Hezbollah has been on the US State Department's List of Terrorist Organizations since 1999, with no distinctions thus far made between the group's military or political branches. Hezbollah itself rejects distinctions between its various bodies.
Earlier this summer, the British government did make that distinction however, placing only Hezbollah's military wing on its list of organizations banned under the 2000 Terrorism Act. Globally, only the United States, Canada and Israel view Hezbollah as a terrorist group.
A State Department spokeswoman, however, denied any policy shift, saying: "The Secretary's statement is fully consistent with our existing policy. Hezbollah is a terrorist organization."
But if Clinton's statement during the lengthy interview with Rose was a mere slip of the tongue, it was a very precise and specific gaff.
Which begs the question, is the US administration about to tweak its decade-long position on Hezbollah, and if so, why now?
The US Secretary of State's new phrasing comes exactly one day after the formation of a unity government in Lebanon, led by US-backed Prime Minister Saad Hariri.
The government's new cabinet includes ten ministerial positions for the Hezbollah-led opposition, two of which will go to Hezbollah members.
Any change in the US's position on the Lebanese resistance group could reflect this new reality: that Hezbollah participated in democratically held elections and is now part of Lebanon's official governmental body.
In the background, however, lurks another possible incentive for a US policy shift. A war of words between Israel and Hezbollah has persisted since the end of Israel's 33-day war on Lebanon in mid-2006. The stalemate that resulted was widely viewed as a defeat for Israel, a country that has relied on the psychology of victory to act as a deterrent for its Arab neighbors. And this perception of defeat has caused significant frustration within Israel's military establishment.
This past summer, Israeli rhetoric threatening Lebanon peaked when it became clear that although the pro-US coalition had won the Lebanese elections, a unity government including Hezbollah was inevitable.
"If Hezbollah joins the Lebanese government as an official entity, let it be clear that the Lebanese government, as far as we are concerned, is responsible for any attack -- any attack -- from its area on the state of Israel," Israeli Prime Minister Benjamin Netanyahu said as recently as August. These comments followed similar statements by Israeli Defense Minister Ehud Barak and Deputy Foreign Minister Danny Ayalon, increasing speculation that another military conflict could be in the offing.
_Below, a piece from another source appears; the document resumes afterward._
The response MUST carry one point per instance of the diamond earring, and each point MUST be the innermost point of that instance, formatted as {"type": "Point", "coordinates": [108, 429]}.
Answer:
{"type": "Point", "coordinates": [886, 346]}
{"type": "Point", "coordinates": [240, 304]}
Could the US administration be softening its stance on Hezbollah in order to give Lebanon's new government a shot at succeeding, and simultaneously warning Israel to back off? President Obama has a lot on his plate, juggling talks with Iran -- an Israeli foe and Hezbollah ally -- managing US military activities in Afghanistan and Iraq and trying to jumpstart peace talks between Palestinians and Israel. The last thing he needs is another large-scale armed conflict in the region to distract from his Mideast agenda.
In August, Obama's Assistant on Homeland Security and Counter-terrorism, John Brennan introduced more moderate language about the Lebanese resistance group at an event held at the Center for Strategic and International Studies in DC.
While reiterating the US position on Hezbollah as a terrorist organization, Brennan painted a more nuanced picture of the group:
"Hezbollah started out as purely a terrorist organization in the early '80s and has evolved significantly over time. And now it has members of parliament, in the cabinet; there are lawyers, doctors, others who are part of the Hezbollah organization ... And so, quite frankly, I'm pleased to see that a lot of Hezbollah individuals are in fact renouncing that type of terrorism and violence and are trying to participate in the political process in a very legitimate fashion."
In an article in The Nation a few days later, a State Department spokesman responded to Brennan's comments: "U.S. policy toward Hezbollah has not changed. We do not make any distinction between the political and military wings."
But his Secretary of State just did.
Whether Clinton on Tuesday deliberately meant to redefine US policy on Hezbollah or not, it seems the thinking within the administration has taken a turn anyway.